Anticipare al 2025 la clausola di revisione delle norme europee sulle auto e rivedere il divieto sui motori a combustione interna, diesel e benzina, previsto per il 2035 per "riflettere il principio di neutralità tecnologica", ovvero consentire nella transizione un mix di tecnologie più ampio del solo elettrico, compresi i biocarburanti. Nel pieno della crisi automotive e dell'avvio del nuovo mandato, il Ppe è al lavoro su un position paper sulla competitività dell'industria delle auto in Europa per porre fine alla "pressione senza precedenti" a cui è sottoposta l'industria automobilistica europea. A quanto si apprende, il documento - che attualmente conta sei pagine ma è ancora suscettibile a modifiche - dovrebbe essere approvato dal gruppo la prossima settimana in vista della presentazione da parte del nuovo esecutivo Ue del 'Piano per l'industria pulita' promesso nei primi cento giorni del nuovo mandato.

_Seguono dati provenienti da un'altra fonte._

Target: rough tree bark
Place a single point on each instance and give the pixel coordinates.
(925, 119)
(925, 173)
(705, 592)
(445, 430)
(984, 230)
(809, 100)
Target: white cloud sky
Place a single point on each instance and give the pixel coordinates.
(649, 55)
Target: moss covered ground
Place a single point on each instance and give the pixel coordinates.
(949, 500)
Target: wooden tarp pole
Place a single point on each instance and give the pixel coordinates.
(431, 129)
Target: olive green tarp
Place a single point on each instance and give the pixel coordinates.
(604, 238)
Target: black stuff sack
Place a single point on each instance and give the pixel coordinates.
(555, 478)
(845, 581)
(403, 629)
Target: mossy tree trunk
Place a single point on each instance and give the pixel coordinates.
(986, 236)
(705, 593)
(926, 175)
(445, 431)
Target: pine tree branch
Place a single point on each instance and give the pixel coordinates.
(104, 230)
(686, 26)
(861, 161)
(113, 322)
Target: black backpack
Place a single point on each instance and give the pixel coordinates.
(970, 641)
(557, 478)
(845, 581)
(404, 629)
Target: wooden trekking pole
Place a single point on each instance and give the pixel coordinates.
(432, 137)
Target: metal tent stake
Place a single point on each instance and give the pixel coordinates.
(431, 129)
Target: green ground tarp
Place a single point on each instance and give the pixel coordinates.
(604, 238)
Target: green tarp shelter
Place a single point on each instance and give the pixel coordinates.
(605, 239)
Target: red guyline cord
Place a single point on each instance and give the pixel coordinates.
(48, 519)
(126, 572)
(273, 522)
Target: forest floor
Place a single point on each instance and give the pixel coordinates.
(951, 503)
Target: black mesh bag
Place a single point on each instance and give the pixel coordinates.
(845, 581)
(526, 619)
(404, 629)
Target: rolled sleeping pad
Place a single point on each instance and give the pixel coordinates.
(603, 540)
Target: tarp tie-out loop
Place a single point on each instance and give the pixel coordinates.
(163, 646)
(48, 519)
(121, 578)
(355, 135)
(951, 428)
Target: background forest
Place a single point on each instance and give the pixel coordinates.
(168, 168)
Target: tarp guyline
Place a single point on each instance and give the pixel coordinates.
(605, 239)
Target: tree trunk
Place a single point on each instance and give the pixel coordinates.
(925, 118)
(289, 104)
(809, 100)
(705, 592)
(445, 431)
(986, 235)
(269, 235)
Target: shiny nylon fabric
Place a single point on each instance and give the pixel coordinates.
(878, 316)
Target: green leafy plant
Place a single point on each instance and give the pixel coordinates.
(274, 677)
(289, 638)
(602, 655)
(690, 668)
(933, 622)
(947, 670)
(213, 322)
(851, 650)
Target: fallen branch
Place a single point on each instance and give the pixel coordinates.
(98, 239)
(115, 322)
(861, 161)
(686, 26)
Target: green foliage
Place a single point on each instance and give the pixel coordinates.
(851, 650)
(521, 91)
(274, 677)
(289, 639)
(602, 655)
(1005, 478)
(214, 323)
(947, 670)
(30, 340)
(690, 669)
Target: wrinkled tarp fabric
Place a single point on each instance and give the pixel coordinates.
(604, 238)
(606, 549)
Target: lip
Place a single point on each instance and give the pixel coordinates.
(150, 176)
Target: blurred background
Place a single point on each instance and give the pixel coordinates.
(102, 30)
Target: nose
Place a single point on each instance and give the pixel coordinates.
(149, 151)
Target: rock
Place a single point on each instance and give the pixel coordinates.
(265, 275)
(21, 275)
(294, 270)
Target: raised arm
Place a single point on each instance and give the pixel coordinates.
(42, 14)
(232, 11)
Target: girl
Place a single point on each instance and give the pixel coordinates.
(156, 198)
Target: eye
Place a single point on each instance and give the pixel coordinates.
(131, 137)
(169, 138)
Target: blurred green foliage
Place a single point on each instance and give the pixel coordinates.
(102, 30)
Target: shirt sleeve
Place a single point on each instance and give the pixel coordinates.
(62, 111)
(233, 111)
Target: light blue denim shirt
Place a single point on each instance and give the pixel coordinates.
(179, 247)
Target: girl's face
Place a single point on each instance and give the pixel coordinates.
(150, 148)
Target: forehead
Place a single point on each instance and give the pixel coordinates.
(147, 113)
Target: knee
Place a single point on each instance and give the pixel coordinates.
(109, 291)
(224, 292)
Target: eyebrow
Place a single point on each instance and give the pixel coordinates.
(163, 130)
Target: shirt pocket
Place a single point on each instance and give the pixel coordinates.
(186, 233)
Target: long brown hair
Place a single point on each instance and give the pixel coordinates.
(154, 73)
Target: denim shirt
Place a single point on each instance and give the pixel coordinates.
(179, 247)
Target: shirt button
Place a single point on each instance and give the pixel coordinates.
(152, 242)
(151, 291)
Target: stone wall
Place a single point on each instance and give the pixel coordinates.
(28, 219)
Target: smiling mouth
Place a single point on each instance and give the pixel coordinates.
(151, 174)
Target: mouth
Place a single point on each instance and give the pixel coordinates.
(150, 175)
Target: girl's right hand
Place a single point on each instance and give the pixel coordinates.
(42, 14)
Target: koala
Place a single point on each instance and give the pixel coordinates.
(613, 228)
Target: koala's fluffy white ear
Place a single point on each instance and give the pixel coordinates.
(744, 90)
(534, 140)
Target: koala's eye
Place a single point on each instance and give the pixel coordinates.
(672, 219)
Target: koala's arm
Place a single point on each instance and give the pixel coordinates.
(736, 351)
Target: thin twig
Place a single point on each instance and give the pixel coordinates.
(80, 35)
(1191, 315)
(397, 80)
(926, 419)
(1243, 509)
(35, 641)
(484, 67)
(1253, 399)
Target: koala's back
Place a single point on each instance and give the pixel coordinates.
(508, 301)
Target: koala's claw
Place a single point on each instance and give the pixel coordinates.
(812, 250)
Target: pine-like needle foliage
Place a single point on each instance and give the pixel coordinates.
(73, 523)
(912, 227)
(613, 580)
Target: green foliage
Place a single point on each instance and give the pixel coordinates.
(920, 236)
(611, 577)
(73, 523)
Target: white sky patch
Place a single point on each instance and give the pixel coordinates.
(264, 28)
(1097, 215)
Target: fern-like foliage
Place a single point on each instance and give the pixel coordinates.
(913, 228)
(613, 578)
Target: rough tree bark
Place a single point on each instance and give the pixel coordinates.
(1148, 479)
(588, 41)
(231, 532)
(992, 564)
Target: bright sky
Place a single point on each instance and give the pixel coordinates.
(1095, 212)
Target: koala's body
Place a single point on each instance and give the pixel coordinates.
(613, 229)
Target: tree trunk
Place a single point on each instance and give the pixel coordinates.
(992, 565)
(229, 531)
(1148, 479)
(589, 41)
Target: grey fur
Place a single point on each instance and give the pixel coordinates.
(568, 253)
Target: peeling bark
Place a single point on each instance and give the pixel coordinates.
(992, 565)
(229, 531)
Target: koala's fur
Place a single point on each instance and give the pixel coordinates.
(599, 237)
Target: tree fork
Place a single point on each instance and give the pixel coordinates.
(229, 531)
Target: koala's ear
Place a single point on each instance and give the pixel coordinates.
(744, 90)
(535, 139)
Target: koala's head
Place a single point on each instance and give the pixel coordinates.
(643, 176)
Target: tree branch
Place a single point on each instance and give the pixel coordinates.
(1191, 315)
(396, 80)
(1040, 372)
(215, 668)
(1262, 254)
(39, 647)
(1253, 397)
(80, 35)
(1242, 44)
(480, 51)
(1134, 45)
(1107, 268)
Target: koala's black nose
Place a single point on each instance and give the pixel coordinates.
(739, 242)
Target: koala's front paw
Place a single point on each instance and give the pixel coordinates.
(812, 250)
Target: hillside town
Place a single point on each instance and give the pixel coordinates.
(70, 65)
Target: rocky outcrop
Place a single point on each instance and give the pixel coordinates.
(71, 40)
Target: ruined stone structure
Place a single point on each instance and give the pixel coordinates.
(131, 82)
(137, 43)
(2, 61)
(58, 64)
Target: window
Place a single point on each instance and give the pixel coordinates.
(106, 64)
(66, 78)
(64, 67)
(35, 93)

Il gruppo - famiglia politica di Ursula von der Leyen - di fatto sposa molte delle richieste avanzate negli ultimi mesi a Bruxelles dall'Italia per anticipare all'inizio del prossimo anno la revisione del regolamento (oggi prevista al 2026) che dal 2035 imporrà un divieto di immatricolare motori a combustione interna, diesel e benzina. La "revisione urgente" richiesta dal Ppe dovrebbe essere finalizzata a garantire un approccio tecnologicamente neutrale e riconoscere il ruolo di tutte le tecnologie nel raggiungimento delle riduzioni di CO2, compresi "carburanti alternativi, e-fuels e biocarburanti", si legge nel documento.
Poi c’è la questione "cinese". Aggirare i dazi europei sulle auto per vendere in Turchia e, tramite l’accordo doganale Ue-Turchia che permette lo scambio di beni senza tariffe, piazzare i prodotti ‘made in China’ nel mercato unico. E’ a quello su cui, silenziosamente, starebbe già lavorando Pechino, per manovre che inquietano le istituzioni comunitarie. La guerra commerciale innescata con la decisione della Commissione europea di imporre dazi sulle auto elettriche cinesi, ora definitivi, per la Repubblica popolare sembra giocarsi su un doppio tavolo: quello giuridico (Organizzazione mondiale del commercio, Wto), e quello dell’aggiramento. Nello specifico si ritiene che Chery, attraverso l’aumento di produzione in Turchia, riesca ad evitare i dazi già imposti dall’Unione europea per gli stessi prodotti venduti dalla Cina. Si tratta di sovraccosti tra il 17 e il 21,3% rispetto al prezzo di vendita sul mercato, che si aggiunge ad un dazio pre-esistente del 10%. Si pone dunque la questione di un corretto uso di accordo di unione doganale Ue-Turchia.
A Bruxelles sembrano essere consapevoli di tutto questo, anche se le manovre silenziose della Cina non hanno prodotto ancora effetti tali da offrire né appigli né opportunità per reagire. "In questa fase è troppo presto per valutare se tali investimenti possano avere un impatto sulla competitività dell’industria automobilistica europea", ammette Valdis Dombrovskis, nella risposta offerta nella veste di commissario uscente per il Commercio. Alla luce di una situazione poco chiara e definita, dunque, "sarebbe prematuro formulare ipotesi su possibili misure da adottare". Ciò non toglie che l’Ue non resterà a guardare.
Spetterà alla nuova Commissione europea gestire le delicate relazioni con la Repubblica popolare cinese, e Dombrovskis farà parte di questa nuova legislatura europea. La linea non cambia: economia aperta, ma tutela degli interessi europei. Per questo, assicura ancora Dombrovskis, la Commissione monitorerà attentamente la situazione e, se necessario, adotterà misure appropriate a far sì che l’industria continui a essere competitiva e che le norme e gli standard pertinenti siano rispettati.